Now before you enter that hole and you haven't even begun, you might want to rethink that cuz you'll be reading and investigating for hours and days lmao
People can laugh or try and make fun of her, but I've got respect for someone who can say her biggest regret is that she may die before she can raise her grandkids because their parents aren't there for them. That's a good heart underneath what this camera may show. I wish her and her family the best.
I have Appalachian roots, 2 generations removed as my grandparents moved and raised their family in Chattanooga. All 5 of their children have done well for themselves. Growing up talking to my grandmother, you could tell she was of a different time and culture but a smart woman.
I've watched ww wv over 100 times. I'm a huge fan and i love mamie. We've chatted a few times and honestly the best conversation i ever had. She's kind...salt of the earth if you don't mess with her or her family....i truly love her. And her whole family are a special kind...god bless em all. Thank you Mark...what a treat.
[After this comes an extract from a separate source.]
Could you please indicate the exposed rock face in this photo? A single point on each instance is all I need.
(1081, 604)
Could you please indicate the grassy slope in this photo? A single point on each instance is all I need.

The wild and wonderful whites is one of my favorite things to watch. I own it on dvd. Please someone do a series on these fascinating people! I love them
Wish you could just interview her but let her just talk for an hour telling stories. I could listen to her stories all day lol thanks for this interview Mark
It's an unsung art: storytelling. I grew up in Appalachia(East Tennessee). There is actually a story-telling festival in Jonesborough, Tennessee. Hillbillies, cowboys, indians, poets and a wide variety of spoken word artists fill several circus tents. There's excellent food offerings, music, and a lovely, walkable downtown in the middle of the fall leaves of October.
As for Mamie and the Whites, you couldn't write a book more colorful. Check out D Ray White youtube video, The Dancing Outlaw documentary, or The Wonderful Whites of West Virginia movie. Mamie's father D Ray was lost in a shotgun skirmish, her sister was murdered and attempted murder also runs in the family.
Yes, I grew up in southwest VA so I know all about it as well lol The accent just feels like home to me. . Thank you for sharing I will check out the RU-vid page 😀
I'm surprised there are no captions on these videos, as I think some people might have trouble understanding these accents. I have years of transcription experience and excel in understanding accents, especially Appalachian and Southern ones. I would be happy to help in any way.